It’s no secret that corporations have an outsized influence on American politics, but the ways in which they wield power can be difficult to untangle. In his research on climate and clean energy policymaking at the state level, School of Liberal Arts Assistant Professor Joshua Basseches seeks to understand the hand that businesses, specifically investor-owned utilities (IOUs), have in shaping the laws that affect the future of our planet. His recent findings, published in the peer-reviewed journal Politics & Society, are key to understanding business power and the challenges to equitable climate policymaking going forward.
The research article, titled “Who Pays for Environmental Policy? Business Power and the Design of State-Level Climate Policies,” focuses on three state climate leaders — California, Massachusetts, and Oregon — and policies that cap greenhouse gasses and transition a percentage of electricity usage to renewable energy sources. Through examination and analysis of policy texts, archival documents, and over a hundred policy-focused interviews, Basseches found that while design and implementation varied, the power of IOUs in influencing these policies was indisputable. IOUs, for example, successfully lobbied for provisions that shifted the costs and risks associated with clean energy onto electricity consumers — and away from the utilities themselves.

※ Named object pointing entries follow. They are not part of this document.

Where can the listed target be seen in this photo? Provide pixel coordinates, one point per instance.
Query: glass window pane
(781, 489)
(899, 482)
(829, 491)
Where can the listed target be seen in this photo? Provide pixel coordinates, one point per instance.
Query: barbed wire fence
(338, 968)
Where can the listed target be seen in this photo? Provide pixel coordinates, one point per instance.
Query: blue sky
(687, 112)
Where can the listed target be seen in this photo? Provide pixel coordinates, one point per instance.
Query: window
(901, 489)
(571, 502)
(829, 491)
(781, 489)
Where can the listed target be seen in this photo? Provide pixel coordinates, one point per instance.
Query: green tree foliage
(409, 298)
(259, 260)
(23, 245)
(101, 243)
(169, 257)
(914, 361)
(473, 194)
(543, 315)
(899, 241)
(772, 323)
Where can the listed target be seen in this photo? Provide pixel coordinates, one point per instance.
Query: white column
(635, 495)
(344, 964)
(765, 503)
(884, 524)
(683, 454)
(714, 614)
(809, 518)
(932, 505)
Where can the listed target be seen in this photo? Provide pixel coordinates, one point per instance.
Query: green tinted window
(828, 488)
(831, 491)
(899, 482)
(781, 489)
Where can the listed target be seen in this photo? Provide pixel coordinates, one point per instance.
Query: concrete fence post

“In thinking about climate policy particularly,” Basseches writes, “it is important not only to assess policy design in terms of environmental strength but also in terms of who pays; that is, how are the short-term costs of the transition to a clean energy economy distributed among stakeholders?”
Basseches is the David and Jane Flowerree Assistant Professor of Environmental Studies and Public Policy, a professorship created within the School of Liberal Arts to address the climate crisis, and a joint appointment designed to reinforce the environmental studies program through its connection with social sciences. Research for the Politics & Society article is a piece of a longer book Basseches is writing, one that involves research in seven states in total. The additional states are Republican-led, and all seven vary in energy production levels, particularly the production of fossil fuels. With this diverse range of states, Basseches explains, “the book will be able to tease apart the importance of utilities’ preferences relative to other factors, like political partisanship and energy economy.”
“I’ve always been interested in how public policy is made — who gets a seat at the table and who doesn’t, and how seats at the table are used.” Central to the future of climate policy design is understanding who influences those decisions, and why. “When it comes to shaping electricity policy, investor-owned utilities are the single most influential type of interest group,” Basseches explains. “My research lends important insights into what is important to them politically and economically, and how they might be re-approached to be better partners in the clean energy transition.”